View XRP Live Data →Frequently Asked Questions
Which banks use XRP for cross-border payments in 2026?
Major banks using XRP via Ripple's ODL include Santander, Standard Chartered, SBI Holdings, Bank of America, PNC Bank, BBVA, Itaú Unibanco, Siam Commercial Bank, AMINA Bank, MoneyGram, and 290+ other financial institutions.
How many ODL corridors does Ripple have in 2026?
Ripple has 70+ active ODL payment corridors as of 2026, including USA-Mexico (Bitso), USA-Philippines (SendFriend), Japan-Thailand (SBI/SCB), UAE-India (Lulu), and Brazil-North America (Travelex).
What countries use XRP for cross-border payments?
XRP is used for cross-border payments in 55+ countries including the US, UK, Spain, Brazil, Mexico, Japan, Thailand, Philippines, UAE, Egypt, South Africa, and Australia.
How does ODL settle so fast?
ODL transmits XRP across the XRP Ledger in 3-5 seconds, with the entire end-to-end conversion completing in under 10 seconds.

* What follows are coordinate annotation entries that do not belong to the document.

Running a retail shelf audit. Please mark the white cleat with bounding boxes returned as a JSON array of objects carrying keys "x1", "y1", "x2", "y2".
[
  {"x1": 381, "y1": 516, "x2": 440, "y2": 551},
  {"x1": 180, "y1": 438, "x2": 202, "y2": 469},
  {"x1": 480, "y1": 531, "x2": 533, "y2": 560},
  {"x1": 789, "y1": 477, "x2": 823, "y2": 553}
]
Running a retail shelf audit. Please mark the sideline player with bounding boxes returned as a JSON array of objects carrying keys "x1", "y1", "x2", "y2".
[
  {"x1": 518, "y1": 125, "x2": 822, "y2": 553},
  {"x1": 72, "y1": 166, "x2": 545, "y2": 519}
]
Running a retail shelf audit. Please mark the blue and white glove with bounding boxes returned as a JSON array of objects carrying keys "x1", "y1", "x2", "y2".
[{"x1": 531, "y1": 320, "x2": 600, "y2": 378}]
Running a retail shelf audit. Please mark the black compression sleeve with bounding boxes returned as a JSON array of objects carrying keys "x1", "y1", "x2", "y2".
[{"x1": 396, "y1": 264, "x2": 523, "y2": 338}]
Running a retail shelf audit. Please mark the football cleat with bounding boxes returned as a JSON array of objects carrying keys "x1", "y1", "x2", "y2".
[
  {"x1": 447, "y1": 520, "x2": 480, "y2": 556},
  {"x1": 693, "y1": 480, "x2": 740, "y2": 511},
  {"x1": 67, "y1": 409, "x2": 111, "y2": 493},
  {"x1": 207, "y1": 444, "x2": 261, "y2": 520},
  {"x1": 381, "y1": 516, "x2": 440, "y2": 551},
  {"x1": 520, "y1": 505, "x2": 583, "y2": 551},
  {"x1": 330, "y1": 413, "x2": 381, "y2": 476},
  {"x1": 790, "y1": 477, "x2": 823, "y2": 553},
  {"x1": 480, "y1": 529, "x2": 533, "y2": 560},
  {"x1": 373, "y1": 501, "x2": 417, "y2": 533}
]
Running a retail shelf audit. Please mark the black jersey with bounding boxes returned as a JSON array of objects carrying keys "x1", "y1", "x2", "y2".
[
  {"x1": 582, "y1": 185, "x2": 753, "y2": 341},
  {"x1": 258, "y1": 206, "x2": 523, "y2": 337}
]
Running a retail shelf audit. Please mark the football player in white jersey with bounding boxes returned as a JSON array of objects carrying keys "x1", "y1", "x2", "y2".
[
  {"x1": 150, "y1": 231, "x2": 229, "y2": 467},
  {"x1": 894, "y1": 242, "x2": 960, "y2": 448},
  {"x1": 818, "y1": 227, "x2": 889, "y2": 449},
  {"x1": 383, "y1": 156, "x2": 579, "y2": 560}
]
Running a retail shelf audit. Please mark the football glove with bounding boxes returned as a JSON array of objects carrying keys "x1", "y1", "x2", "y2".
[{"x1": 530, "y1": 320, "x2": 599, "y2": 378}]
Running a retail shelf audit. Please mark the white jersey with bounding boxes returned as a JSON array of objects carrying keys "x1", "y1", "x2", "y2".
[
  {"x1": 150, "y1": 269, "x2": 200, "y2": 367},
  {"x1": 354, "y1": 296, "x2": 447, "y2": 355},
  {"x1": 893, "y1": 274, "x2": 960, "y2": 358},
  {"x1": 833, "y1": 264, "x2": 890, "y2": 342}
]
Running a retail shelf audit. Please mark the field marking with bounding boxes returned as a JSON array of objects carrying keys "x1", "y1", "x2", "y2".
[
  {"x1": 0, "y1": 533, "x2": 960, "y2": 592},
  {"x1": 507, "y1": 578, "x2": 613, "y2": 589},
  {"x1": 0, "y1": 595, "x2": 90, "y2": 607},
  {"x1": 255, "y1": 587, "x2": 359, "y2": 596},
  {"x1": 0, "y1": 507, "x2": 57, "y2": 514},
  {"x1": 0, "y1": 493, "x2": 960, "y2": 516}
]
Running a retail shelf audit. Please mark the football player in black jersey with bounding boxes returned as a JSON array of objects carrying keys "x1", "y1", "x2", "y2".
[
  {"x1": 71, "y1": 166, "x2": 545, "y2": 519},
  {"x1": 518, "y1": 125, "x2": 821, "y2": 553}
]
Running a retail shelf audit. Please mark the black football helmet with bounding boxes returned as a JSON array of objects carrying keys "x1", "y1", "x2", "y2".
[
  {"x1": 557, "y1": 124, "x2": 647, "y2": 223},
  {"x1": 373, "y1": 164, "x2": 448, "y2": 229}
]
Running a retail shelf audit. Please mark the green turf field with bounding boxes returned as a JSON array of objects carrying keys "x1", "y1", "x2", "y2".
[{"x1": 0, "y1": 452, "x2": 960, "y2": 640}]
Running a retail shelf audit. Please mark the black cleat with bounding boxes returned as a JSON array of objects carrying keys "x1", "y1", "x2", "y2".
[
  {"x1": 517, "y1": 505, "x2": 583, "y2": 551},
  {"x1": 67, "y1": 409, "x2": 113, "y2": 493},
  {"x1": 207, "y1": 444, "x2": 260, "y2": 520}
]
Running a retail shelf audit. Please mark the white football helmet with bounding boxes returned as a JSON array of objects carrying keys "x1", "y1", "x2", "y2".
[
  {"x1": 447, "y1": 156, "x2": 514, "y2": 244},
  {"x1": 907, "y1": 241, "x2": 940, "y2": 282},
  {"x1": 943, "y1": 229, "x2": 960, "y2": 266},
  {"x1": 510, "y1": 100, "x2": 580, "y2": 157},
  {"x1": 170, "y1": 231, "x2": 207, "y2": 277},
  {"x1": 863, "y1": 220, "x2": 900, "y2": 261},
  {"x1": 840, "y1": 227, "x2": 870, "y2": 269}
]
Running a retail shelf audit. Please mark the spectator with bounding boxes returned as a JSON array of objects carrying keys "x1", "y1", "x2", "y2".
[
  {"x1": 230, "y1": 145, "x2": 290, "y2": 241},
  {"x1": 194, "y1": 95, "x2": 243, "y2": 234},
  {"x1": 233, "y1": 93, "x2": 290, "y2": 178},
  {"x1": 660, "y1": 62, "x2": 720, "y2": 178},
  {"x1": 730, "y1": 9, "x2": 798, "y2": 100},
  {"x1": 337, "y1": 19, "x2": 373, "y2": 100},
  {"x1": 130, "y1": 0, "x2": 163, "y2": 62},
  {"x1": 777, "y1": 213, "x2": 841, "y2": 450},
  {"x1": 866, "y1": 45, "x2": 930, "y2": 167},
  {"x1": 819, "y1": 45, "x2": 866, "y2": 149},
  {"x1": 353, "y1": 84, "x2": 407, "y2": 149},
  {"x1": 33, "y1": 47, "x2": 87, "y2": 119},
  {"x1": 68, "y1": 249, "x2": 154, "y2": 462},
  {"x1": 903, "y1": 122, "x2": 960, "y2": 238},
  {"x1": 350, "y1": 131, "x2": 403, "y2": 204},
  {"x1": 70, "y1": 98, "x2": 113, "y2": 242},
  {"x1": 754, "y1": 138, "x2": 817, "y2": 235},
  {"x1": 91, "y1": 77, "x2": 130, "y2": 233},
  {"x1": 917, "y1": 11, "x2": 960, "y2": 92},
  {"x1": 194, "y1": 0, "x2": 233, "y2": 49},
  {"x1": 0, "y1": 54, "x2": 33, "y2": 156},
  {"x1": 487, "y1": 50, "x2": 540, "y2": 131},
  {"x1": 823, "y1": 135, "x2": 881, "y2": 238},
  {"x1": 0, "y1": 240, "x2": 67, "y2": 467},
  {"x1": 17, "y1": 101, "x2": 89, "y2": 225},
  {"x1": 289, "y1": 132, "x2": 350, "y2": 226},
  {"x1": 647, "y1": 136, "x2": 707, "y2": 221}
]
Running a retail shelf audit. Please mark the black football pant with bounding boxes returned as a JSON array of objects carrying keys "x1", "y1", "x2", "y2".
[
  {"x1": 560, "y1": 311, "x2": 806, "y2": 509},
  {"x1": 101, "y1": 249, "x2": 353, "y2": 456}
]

The XRPL processes 1,500 transactions per second with finality.
Why don't banks use Bitcoin for cross-border payments?
Bitcoin's 10-minute confirmation time and high volatility make it unsuitable for cross-border payment settlement. XRP's 3-5 second settlement, low cost, and purpose-built design for payments are why financial institutions chose it over Bitcoin.